Organic SEO with Big Companies
[covered by Marie Howell, Bruce Clay Europe. Marie joins us from Bruce Clay’s London office for SES NY and will be adding her session recaps to Lisa’s this week.]
Jeff Rohrs (of the Sausage Manifesto), as charismatic as ever, introduced and moderated the panel which included the highly respected Bill Hunt, Marshall Simmonds from Define Search Strategies, Tanya Vaughan from HP and Brendan Hart from National Geographic.
In his fast-paced presentation, Bill Hunt advocated syncronising and integrating all of your company’s team – web, IT, tech, marketing, etc – when working to optimise a site.
In a large organisation, segmenting the programme works best. Working with Brand level programs, group level programs and Corporate Level Programmes with the different department creates a more holistic approach to SEO.
Corporate Level Programmes: Develop long and short term strategies to maximise search as a marketing vehicle.
Group Level: keyword research and prioritisation, coordinate approach
Brand Level: implementing on page, page edits etc.
Bill advocated screen shots of competitors’ ranking better than the company as a good way of showing that their system is not working and what they need to change / improve. He also referred to optimising RSS feeds as a great way of distributing content.
As search is the most measurable marketing activity that we have, it is so important to measure effectively. There are a number of issues that need to be covered from a site audit, including compliance audit, a link popularity assessment through to identifying problem items and getting the template right. Bill also advocated create a style guide and show where all of the key things from search should be as a clear visual tool to your company / client. Bill discussed the MOM – missed opportunity matrix, as mentioned in his book with Mike Moran and how that informs clearly and in a highly effective manner. Bill returned to his seat after suggested showing the management the cost of NOT optimising and offering a way to do this.
New York Times Case Study
Marshall Simmonds from Define Search Strategies.com explained how his company had taken the New York Times on as a client and then doubled their traffic in a mere 9 months.
He commenced by sharing some striking statistics, and his starting point of how can this be organised across a company with many different publications such as the New York Times. With 11-15 million documents in that publication alone, a specific organisational structure was required and an SEO-friendly template was needed.
One of the major problems with a large organisation is the resistance to change, especially within publishing so it was a case of encouraging the editors to merely enhance their writing styles and not change them.
The methodology that works for big brands, according to Marshall, is to Organise. Analyse, Educate, Execute and then Track results. And then, when this process is complete, to constantly revisit each of the action steps. There is ALWAYS something that can be done to make the site better, even when ranking on the first page for many keyword terms.
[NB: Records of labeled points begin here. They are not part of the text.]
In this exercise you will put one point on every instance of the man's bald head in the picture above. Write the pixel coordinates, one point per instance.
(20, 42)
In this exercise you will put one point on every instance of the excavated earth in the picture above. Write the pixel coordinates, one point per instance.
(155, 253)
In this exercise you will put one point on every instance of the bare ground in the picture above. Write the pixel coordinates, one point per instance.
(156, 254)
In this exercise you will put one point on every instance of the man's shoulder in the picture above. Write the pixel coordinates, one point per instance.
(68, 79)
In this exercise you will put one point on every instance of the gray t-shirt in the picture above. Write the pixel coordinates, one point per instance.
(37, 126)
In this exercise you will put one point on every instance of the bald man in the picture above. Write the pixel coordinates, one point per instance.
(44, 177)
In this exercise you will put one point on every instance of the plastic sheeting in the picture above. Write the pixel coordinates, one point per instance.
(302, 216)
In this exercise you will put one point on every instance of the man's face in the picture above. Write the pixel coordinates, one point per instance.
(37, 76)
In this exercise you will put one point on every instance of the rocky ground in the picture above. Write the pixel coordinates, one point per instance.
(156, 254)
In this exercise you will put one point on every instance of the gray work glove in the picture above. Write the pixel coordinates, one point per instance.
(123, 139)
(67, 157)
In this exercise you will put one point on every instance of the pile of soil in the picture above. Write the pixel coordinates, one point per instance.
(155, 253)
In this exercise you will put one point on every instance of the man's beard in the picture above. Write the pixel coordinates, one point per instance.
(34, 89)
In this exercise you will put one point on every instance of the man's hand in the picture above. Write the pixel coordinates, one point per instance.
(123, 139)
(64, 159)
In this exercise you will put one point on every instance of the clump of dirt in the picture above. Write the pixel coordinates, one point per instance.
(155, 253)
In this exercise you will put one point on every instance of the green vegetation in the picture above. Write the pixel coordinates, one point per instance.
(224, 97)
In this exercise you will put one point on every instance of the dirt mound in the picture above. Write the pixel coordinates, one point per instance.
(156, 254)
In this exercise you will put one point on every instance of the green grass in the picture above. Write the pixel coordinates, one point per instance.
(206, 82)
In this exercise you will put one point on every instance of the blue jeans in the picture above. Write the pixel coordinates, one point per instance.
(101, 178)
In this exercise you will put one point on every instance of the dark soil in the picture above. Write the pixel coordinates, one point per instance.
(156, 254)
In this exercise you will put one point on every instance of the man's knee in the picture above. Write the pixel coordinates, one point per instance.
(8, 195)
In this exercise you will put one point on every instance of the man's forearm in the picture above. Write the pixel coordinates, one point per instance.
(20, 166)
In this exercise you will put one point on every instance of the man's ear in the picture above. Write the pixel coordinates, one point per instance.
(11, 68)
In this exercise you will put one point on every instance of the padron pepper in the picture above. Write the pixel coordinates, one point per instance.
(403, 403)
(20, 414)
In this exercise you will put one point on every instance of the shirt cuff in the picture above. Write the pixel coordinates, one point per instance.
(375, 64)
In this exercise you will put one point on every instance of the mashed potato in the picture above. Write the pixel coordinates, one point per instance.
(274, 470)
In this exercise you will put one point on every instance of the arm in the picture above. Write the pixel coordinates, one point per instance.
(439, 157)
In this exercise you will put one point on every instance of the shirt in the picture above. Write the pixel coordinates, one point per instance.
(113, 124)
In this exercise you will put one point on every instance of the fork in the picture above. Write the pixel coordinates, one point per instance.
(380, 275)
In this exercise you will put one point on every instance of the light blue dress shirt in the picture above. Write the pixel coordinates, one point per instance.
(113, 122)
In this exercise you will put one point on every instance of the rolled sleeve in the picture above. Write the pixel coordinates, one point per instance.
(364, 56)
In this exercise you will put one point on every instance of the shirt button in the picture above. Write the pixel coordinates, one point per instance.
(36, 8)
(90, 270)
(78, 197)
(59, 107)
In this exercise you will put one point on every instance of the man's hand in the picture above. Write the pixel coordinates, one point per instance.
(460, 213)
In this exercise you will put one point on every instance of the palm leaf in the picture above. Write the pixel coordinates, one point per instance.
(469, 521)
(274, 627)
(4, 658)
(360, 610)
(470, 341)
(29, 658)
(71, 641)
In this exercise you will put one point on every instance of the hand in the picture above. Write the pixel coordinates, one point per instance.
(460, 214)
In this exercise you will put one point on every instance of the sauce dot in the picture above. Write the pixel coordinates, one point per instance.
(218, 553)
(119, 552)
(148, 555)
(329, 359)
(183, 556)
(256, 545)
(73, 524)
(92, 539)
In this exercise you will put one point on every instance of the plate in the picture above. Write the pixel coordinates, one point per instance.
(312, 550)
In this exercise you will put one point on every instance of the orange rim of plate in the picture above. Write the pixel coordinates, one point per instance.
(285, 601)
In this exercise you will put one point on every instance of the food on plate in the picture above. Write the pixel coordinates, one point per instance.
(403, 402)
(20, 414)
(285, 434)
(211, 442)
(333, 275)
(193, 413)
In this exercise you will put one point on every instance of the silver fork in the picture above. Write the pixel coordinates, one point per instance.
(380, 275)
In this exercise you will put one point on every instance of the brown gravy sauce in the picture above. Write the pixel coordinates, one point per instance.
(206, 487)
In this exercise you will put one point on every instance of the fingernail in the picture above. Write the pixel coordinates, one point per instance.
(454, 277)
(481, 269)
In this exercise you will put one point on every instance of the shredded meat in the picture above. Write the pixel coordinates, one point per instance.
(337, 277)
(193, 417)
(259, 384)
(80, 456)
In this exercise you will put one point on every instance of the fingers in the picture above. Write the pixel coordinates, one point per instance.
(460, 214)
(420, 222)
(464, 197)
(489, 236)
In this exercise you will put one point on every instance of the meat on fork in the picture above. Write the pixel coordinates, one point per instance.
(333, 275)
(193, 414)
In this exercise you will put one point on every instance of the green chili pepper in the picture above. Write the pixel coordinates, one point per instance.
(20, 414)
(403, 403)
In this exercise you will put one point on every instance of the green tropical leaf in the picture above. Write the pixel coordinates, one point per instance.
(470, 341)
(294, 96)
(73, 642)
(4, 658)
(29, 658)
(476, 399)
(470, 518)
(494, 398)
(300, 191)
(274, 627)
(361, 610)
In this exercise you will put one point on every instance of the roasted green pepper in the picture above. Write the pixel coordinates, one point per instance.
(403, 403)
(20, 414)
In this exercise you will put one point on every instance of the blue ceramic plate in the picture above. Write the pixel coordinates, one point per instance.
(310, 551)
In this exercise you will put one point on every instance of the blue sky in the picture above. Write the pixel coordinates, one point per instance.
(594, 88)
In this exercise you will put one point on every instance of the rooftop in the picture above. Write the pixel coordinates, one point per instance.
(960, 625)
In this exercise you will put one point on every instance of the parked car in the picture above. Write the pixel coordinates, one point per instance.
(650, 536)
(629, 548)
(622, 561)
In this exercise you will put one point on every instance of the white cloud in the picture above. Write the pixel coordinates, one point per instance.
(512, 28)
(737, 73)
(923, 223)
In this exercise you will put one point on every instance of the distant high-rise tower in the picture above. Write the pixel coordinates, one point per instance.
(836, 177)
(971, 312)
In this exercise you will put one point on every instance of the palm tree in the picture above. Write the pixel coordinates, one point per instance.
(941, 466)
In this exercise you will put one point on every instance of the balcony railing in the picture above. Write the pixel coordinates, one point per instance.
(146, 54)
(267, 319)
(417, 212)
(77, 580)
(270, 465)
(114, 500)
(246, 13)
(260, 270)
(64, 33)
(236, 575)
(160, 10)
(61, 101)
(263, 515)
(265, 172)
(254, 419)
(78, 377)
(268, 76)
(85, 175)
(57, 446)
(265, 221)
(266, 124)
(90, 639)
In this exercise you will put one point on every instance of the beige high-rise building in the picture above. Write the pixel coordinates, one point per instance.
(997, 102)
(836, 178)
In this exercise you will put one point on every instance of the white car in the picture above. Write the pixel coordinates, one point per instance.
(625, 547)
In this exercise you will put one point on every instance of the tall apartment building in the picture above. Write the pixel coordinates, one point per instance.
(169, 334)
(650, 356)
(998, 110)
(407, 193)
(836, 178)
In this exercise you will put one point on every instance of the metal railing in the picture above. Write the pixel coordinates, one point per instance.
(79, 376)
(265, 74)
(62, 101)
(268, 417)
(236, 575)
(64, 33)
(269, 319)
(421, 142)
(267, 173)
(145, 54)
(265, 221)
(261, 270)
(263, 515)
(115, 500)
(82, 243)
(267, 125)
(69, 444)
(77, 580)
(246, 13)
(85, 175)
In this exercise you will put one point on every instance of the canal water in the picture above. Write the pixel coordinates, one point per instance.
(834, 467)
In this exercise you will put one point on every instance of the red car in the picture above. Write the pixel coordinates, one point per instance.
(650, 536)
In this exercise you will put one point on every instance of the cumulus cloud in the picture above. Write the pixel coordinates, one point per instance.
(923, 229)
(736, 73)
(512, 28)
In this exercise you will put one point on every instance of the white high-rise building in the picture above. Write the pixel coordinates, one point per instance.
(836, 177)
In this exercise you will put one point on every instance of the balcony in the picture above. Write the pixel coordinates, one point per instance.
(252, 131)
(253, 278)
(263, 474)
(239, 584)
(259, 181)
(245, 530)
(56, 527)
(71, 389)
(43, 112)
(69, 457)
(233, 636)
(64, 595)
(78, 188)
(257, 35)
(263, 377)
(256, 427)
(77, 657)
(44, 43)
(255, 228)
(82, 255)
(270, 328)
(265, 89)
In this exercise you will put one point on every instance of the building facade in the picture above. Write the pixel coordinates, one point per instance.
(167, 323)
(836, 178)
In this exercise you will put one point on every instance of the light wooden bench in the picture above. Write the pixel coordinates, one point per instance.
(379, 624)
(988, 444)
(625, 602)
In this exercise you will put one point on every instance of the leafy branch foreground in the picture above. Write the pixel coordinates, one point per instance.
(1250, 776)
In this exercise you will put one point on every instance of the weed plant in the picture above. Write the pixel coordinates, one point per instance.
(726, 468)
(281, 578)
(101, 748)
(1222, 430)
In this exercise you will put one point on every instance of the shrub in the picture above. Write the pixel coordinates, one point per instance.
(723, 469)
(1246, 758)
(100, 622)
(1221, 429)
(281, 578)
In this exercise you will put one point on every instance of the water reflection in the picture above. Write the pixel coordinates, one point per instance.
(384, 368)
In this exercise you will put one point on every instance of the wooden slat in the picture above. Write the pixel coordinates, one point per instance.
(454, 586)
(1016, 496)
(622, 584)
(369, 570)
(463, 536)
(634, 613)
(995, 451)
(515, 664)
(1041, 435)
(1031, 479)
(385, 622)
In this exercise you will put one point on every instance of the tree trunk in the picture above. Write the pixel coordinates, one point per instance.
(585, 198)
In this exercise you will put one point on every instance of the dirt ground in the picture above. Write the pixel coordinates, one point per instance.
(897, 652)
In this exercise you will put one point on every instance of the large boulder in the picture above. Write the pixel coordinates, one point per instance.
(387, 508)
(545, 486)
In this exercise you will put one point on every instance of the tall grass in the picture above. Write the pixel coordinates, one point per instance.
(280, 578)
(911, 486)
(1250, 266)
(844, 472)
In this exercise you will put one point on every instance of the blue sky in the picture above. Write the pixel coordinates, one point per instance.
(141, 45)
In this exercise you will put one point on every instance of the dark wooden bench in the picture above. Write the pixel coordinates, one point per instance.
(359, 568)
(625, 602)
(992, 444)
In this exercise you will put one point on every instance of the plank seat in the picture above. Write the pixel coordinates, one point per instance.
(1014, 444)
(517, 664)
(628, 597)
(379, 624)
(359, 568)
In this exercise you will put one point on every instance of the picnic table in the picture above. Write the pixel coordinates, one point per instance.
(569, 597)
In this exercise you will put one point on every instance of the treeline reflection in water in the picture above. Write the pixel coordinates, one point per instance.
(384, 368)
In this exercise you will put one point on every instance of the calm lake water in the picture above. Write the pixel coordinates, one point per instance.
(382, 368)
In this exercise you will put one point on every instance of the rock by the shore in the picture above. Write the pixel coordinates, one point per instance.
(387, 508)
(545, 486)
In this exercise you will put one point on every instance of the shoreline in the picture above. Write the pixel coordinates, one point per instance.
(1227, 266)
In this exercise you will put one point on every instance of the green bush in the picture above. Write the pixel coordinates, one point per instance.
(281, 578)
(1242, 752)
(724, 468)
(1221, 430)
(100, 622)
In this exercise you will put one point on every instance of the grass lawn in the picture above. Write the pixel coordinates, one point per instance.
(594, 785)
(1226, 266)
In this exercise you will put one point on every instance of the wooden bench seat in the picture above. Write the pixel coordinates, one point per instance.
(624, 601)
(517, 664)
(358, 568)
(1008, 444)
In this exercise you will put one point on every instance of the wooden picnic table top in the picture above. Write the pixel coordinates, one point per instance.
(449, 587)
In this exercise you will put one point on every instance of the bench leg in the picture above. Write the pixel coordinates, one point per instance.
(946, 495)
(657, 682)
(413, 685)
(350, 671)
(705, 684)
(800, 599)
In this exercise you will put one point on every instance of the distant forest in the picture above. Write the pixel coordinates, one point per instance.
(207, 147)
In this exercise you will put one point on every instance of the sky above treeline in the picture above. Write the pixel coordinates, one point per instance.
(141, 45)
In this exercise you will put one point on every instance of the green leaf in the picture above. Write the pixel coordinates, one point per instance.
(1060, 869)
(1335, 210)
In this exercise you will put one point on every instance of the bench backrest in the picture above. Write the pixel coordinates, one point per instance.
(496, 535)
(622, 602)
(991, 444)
Marshall expanded upon the way to work with large companies (or, indeed to organise your colleagues within your large organisation) by stressing the need to organise an SEO program manager and then engage a team of marketing , tech, research, editorial and even sales to ensure an holistic approach (reinforcing the earlier point by Bill Hunt).
Naturally a large, and, indeed any size of organisation, will need to see a quick set of results as a reinforcement that the approach to SEO is working. In an endeavour to do this, Marshall’s team analysed to see what could be amended to work this quick change. These small changes, whilst the entire site was being analysed, doubled traffic in just 9 months. This offers a lesson to all companies trying to SEO their site: which small changes could generate major results. Cleaning code, tags, template changes that affected entire sections etc would be the larger changes that would follow after a time of in-depth research.
When Marshall’s company took over the SEO of the NY Times, one of the biggest challenges was that the paper was not indexable: an enormous problem for organic SEO. To counteract this, the registration wall was pushed back 5 clicks. This, naturally, resulted in a huge boost for the site.
Marshall stressed that the education of company staff is paramount. Getting the message across and teaching SEO best practices is invaluable as is ongoing training. However, it is important to remember that best practices will be different for each department. They will be, in newspaper circles, checklists before you can publish. Editorial would get a different approach to marketing, sales, IT, etc. Again, in measuring and tracking, company executives would get one report, marketing another, etc
In the Q & A session, Jeff asked the panel about IT resistance. Tanya explained how it does take time and effort to understand the resistance of the IT department and it takes tenacity to ensure that the IT dept understand the reasons why and that the SEO dept need to understand why and educate.
Marshall explained how passing the credit to the IT dept works well, too. Everyone does need credit for their work. Marshall mentioned The Golden Triangle report and stated that the goal is merely to get onto the first page. The click throughs may be less, He referred to a report that mentions that searchers are scrolling to the bottom of the first page and working up, to avoid the advertising.
Even when you reach the top 3, it does not guarantee traffic. You MUST look at the snippet to ensure that it is compelling and it delivers what the majority of searchers are looking for.
An excellent session to kick off the conference part of SES NYC with lively interaction between panellists and audience: lots of great questions and some excellent nuggets of information generously shared.